Rod Langley’s Bethune chronicles the medical and political career of Norman Bethune, a Canadian-born doctor who died a national hero in the Republic of China in 1939. He remains an esteemed figure in China today, for his selfless contributions to the Communist Party of China during the Second Sino-Japanese War (1937–1945), when he trained rural peasants to serve as army medics and set up much-needed base hospitals that ultimately saved thousands of lives.

In the 1920s, Bethune had contracted tuberculosis while in private practice in Detroit and experienced first-hand the limitations of treatment options at the time – as well as the politics within the medical profession that prevented advances in combatting the disease. By demanding that he receive an unproven new treatment, Bethune overcame the illness, and thereafter dedicated himself to revolutionizing respiratory medicine.

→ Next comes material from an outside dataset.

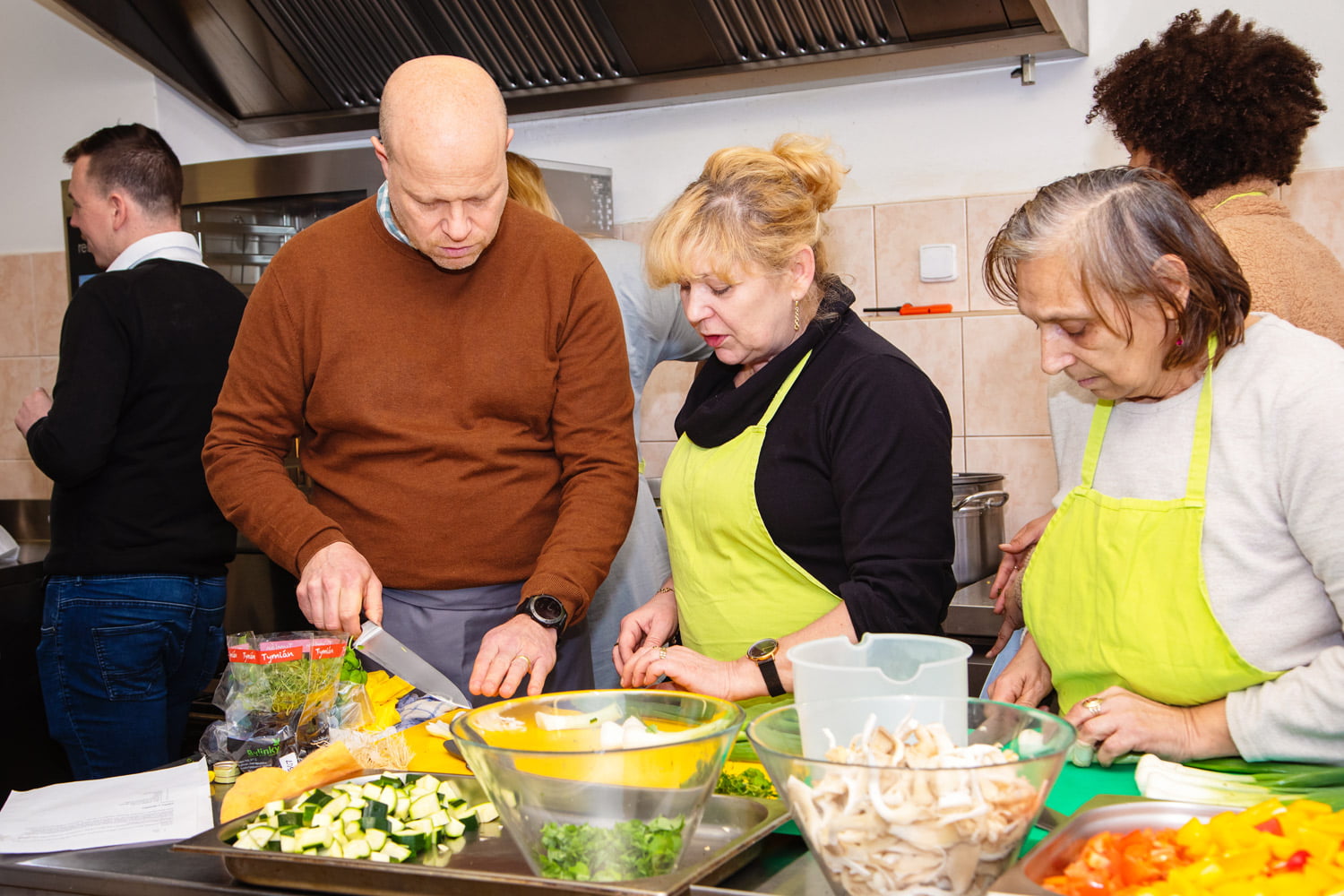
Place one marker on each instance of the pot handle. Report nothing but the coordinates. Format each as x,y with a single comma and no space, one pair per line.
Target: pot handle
980,500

A social visionary as well, upon relocating from Detroit to Montreal, Bethune became an outspoken proponent for a national medical plan, despite the prevailing anti-Communist sentiment in Canada. He remained steadfastly committed to the common good, and joined the Communist Party of Canada in 1935. His political convictions took him to Spain, where he supported anti-fascist resistance during the civil war, and ultimately to China, where he came to embody the “barefoot doctor” movement later upheld by Mao Zedong.

Bethune is a study of how one man’s vision may shape the world.

Cast of 3 women and 6 men.

"Demystifies the man at the same time as it recreates his boundless energy and chaotic lifestyle."